Movie dialog that’s Effed Up
My Father was offended by foul language.
He considered it low class and was fond of quoting Cole Porter’s lyrics from Anything Goes: Good authors too who once knew better words now only use four-letter words, writing prose.
My Mother, who is less put off by cursing, spent the weekend at my place because her condo was being painted. We watched several movies on Kodi/Exodus and Netflix and it was on the latter that we found Mike and Dave Need Wedding Dates.
Mom was familiar with Zac Efron. I mentioned Anna Kendrick had been Oscar nominated for Up in the Air so we settled on what critic Leonard Maltin might have called an “okay time waster.”
And every second line of dialog seemed to be, “We fucked up” or “fuck that shit.” Or some variation on those not-so-better words.
WE NEED A GOOD LINE HERE…AHH, SCREW IT
I’m no fuckin’ prude and, while I will cut the screenwriters some slack, it came across as very lazy script writing. Maybe Andrew J. Cohen and Brendan O’Brien (who penned the 2014 comedy Neighbors, with Efron and Seth Rogen) imagined the characters as illiterate lowlifes. That’s they way those people talk, I can hear Cohen and O’Brien saying.
And maybe Mike and Dave Need Wedding Dates was marketed to teens and millennials, and the writers and producers figured clever dialog and somewhat realistic characters weren’t necessary to get that demographic into theatres.
I have a feeling audiences of any age want more. Tell me I’m right. Please.
FOUL-MOUTHED, BALL-PLAYING KIDS
Four decades ago, I sat in the Elane Theatre to watch The Bad News Bears and, of course, many lines from that film would be considered very un-PC today.
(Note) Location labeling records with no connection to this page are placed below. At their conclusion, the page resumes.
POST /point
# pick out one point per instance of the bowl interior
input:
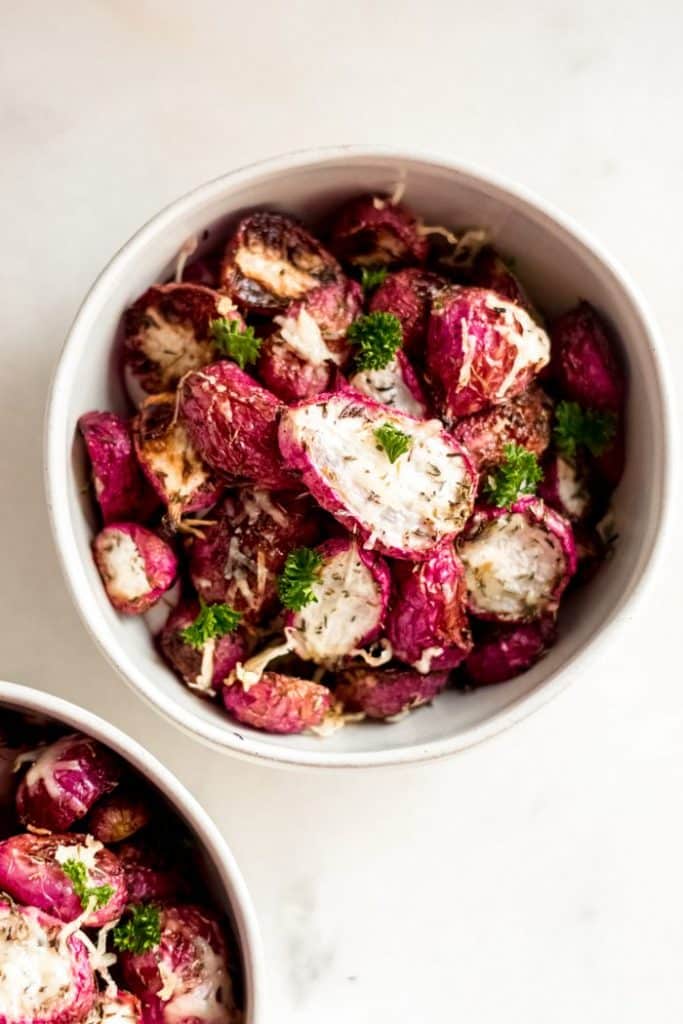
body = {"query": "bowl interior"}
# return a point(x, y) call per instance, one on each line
point(557, 267)
point(220, 871)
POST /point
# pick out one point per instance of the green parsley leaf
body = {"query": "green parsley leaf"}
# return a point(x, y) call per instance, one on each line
point(373, 276)
point(518, 474)
point(579, 427)
point(243, 346)
point(77, 873)
point(213, 621)
point(302, 569)
point(392, 440)
point(377, 336)
point(139, 931)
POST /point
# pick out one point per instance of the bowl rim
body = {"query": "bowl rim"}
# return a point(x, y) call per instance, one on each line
point(56, 467)
point(28, 698)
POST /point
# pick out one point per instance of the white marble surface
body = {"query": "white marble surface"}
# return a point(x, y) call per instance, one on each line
point(537, 878)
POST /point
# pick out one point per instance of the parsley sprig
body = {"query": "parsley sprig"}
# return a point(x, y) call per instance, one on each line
point(377, 336)
point(392, 440)
point(302, 569)
point(518, 474)
point(579, 427)
point(373, 276)
point(241, 344)
point(77, 873)
point(139, 931)
point(212, 621)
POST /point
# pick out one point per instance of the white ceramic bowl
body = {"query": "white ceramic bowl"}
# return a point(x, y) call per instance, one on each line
point(558, 263)
point(222, 872)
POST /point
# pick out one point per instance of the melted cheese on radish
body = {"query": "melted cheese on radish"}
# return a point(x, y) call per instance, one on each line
point(530, 341)
point(570, 489)
point(209, 999)
point(175, 461)
point(36, 971)
point(388, 387)
point(303, 335)
point(347, 607)
point(408, 505)
point(275, 274)
point(124, 565)
point(172, 346)
point(512, 567)
point(85, 854)
point(42, 770)
point(114, 1010)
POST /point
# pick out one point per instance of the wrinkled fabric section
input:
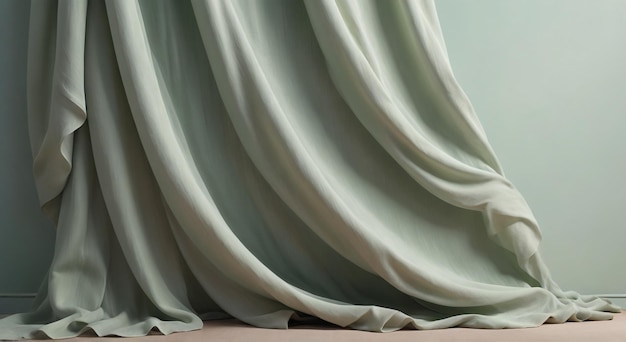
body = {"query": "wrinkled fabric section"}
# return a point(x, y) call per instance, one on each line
point(270, 161)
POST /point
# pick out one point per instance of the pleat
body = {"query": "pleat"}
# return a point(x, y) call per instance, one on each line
point(270, 161)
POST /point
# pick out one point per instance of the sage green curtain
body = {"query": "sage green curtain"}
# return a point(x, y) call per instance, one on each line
point(270, 161)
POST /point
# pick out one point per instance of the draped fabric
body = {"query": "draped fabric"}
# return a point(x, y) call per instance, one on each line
point(270, 161)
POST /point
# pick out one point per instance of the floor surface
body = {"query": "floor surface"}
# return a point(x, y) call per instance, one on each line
point(231, 330)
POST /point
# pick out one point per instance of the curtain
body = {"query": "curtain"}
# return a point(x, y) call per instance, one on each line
point(270, 161)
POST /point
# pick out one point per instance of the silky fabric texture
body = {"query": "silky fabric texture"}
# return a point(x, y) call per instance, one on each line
point(270, 161)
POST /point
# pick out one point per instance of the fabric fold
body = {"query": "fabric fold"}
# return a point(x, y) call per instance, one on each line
point(269, 161)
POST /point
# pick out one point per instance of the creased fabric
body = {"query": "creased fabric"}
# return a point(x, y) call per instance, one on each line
point(269, 161)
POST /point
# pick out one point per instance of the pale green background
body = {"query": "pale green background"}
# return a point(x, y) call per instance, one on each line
point(546, 78)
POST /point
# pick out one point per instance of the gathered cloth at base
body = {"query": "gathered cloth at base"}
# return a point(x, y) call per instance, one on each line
point(269, 161)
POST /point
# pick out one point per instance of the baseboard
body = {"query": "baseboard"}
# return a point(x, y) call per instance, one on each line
point(21, 302)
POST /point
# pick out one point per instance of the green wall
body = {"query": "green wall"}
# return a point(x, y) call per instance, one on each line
point(546, 78)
Shortstop Tanner Boyle complained the Bears were laughing stocks because all the team had were Jews…Hispanic word, N word and a booger eatin’ moron.
And, when Amanda Whurlitzer is introduced as the new team pitcher, Tanner repeats the same list and adds, “And now a girl!” Amanda shuts Tanner up by striking him out in batting practice.
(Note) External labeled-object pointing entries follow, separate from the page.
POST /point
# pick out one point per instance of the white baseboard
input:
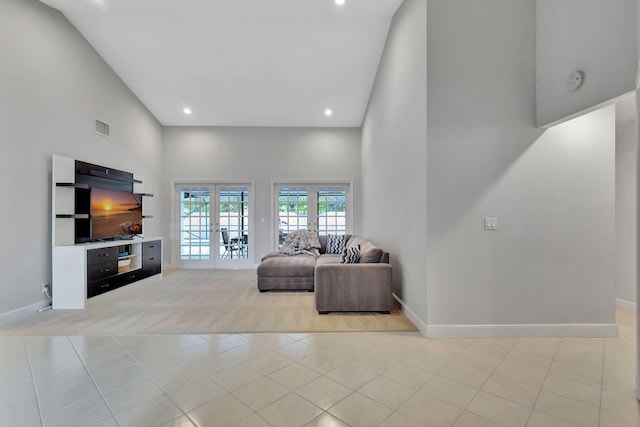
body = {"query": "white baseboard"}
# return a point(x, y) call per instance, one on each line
point(411, 315)
point(19, 313)
point(626, 305)
point(579, 330)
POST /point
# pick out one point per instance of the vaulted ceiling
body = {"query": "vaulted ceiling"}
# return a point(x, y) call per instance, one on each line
point(241, 62)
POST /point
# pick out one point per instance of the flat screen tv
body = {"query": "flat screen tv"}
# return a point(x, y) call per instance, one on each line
point(115, 214)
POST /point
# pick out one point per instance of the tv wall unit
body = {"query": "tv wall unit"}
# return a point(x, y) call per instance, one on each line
point(81, 267)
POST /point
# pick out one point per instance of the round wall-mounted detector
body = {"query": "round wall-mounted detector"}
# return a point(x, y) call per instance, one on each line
point(575, 80)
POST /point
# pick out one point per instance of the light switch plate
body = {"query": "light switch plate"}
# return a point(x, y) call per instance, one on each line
point(491, 223)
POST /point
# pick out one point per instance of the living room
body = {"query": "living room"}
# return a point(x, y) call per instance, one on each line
point(471, 149)
point(58, 85)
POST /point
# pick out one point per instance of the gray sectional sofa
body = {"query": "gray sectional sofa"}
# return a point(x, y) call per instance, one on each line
point(362, 286)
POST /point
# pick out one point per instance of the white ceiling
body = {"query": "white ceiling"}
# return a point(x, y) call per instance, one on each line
point(241, 62)
point(626, 110)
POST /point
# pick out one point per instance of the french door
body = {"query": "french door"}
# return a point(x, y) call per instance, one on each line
point(323, 208)
point(214, 225)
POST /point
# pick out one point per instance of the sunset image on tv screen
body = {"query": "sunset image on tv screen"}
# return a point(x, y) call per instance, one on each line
point(115, 213)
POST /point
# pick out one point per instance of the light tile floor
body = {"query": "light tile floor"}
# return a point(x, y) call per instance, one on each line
point(330, 379)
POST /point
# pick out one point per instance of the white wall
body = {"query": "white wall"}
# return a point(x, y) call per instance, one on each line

ANNA, BETTER LUCK NEXT TIME
Mike & Dave and their dates had their moments, and the movie was amusing at times, thanks to the charisma of Kendrick and Aubrey Plaza. My dear Mother has a female friend who often refers to her ex husband as a “mindfucker.” Mom sat through Borat, in a theatre, with an older, now deceased male friend. My nearly 91-year-old Mother also has Wedding Crashers on DVD (she likes Vince Vaughn).
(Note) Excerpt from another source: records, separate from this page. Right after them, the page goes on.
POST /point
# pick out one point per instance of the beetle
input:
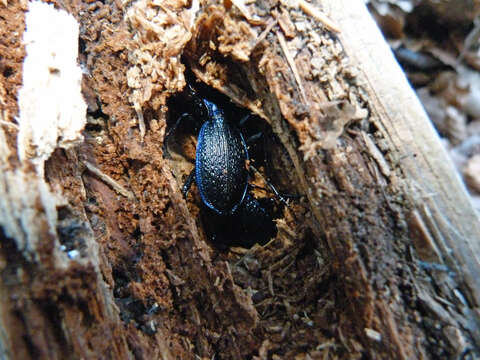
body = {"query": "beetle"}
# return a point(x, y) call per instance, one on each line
point(221, 173)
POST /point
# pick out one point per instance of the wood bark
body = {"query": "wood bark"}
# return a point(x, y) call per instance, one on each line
point(377, 259)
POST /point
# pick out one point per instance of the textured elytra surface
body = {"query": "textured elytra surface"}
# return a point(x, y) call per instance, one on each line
point(312, 292)
point(221, 168)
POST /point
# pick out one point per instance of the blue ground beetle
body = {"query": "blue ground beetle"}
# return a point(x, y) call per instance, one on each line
point(221, 173)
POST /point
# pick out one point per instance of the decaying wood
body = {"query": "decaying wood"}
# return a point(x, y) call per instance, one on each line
point(103, 257)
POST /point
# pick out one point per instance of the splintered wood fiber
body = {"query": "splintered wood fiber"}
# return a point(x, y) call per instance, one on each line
point(138, 275)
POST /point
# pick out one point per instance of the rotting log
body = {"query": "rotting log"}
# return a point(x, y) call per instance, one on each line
point(102, 257)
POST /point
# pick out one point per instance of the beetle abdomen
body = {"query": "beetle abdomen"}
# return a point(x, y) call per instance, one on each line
point(221, 172)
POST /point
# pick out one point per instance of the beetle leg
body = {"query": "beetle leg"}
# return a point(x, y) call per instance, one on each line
point(170, 132)
point(278, 195)
point(188, 183)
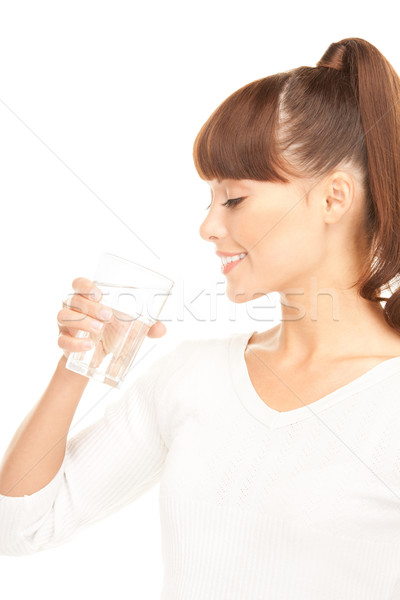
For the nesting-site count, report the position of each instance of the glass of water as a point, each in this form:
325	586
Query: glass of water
136	296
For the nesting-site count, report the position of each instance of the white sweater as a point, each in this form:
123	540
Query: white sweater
255	504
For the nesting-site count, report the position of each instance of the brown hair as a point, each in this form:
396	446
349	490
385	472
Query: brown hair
309	120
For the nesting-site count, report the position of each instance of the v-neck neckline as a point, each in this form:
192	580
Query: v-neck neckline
274	418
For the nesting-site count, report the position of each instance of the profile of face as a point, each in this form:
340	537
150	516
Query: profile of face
285	230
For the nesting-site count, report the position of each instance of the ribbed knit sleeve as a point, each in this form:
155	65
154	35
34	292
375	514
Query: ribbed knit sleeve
107	465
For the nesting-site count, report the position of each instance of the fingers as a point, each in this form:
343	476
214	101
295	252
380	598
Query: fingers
80	303
77	320
70	343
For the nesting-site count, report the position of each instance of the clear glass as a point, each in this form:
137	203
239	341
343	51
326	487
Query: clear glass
136	296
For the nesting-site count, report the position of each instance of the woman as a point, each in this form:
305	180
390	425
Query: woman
278	453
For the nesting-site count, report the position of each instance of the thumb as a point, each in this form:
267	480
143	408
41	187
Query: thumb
157	330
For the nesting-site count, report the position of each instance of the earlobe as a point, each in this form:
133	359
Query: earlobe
338	199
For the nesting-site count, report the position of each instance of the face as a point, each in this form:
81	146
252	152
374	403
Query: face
280	229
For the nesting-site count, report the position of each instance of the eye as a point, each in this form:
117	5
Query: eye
232	202
229	203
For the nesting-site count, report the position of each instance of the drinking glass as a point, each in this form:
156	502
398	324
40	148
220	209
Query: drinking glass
136	296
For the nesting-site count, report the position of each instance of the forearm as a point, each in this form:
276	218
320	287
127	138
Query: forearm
37	449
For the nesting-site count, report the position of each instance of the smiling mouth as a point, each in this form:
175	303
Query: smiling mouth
226	267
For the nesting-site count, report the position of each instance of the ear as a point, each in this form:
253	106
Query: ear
338	196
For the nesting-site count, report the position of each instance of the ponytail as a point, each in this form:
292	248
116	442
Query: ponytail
310	120
376	86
Even so, her reaction to Dave, Mike and friends was, “Why do they have to swear so much?”
I didn’t have an answer for that. I curse more than I should, mostly out of anger and frustration (I’d love to chuck my work computer out the door and see it flattened by a steamroller). But expletives are most effective when used sparingly. They have more sting that way.
Every Quentin Tarantino film is loaded with fucks, motherfuckers and such, but those bad words punctuate entertaining monologues. It’s almost poetic.
“TOOTS, MEET TITS”
George Carlin and Richard Pryor turned the use of profanity into an art form and if you’re old enough, you can rhyme off the “7 words you can never say on television” (back in the ’70s, some are uttered today)…
shit, piss, fuck, cunt, cocksucker, motherfucker, and tits.
ALL I NEED ARE SOME TASTY WAVES AND A COOL BUZZ AND I’M FINE
Every generation becomes more permissive and less offended. I get that. I have zero problem with that. Even though Fast Times at Ridgemont High…
Phoebe Cates, pool scene…
Where was I? Oh yeah, Fast Times was pretty racy for 1982, but it would have been unimaginable for surfer dude Jeff Spiccoli to make jizz jokes. Today, semen is mentioned frequently in the routines of Amy Schumer and Whitney Cummings and is no longer a movie taboo.
Back to Mr. Cohen and O’Brien. There’s Something About Mary featured a memorable jizz scene, and The Hangover set new levels of R-rated movie raunch but both had original stories and well-written characters.
The less than dynamic duo’s next film is The House, with Amy Poehler, Will Ferrell and another Oscar nominated actor, Jeremy Renner. Guys, please give them more to say than “We fucked up.”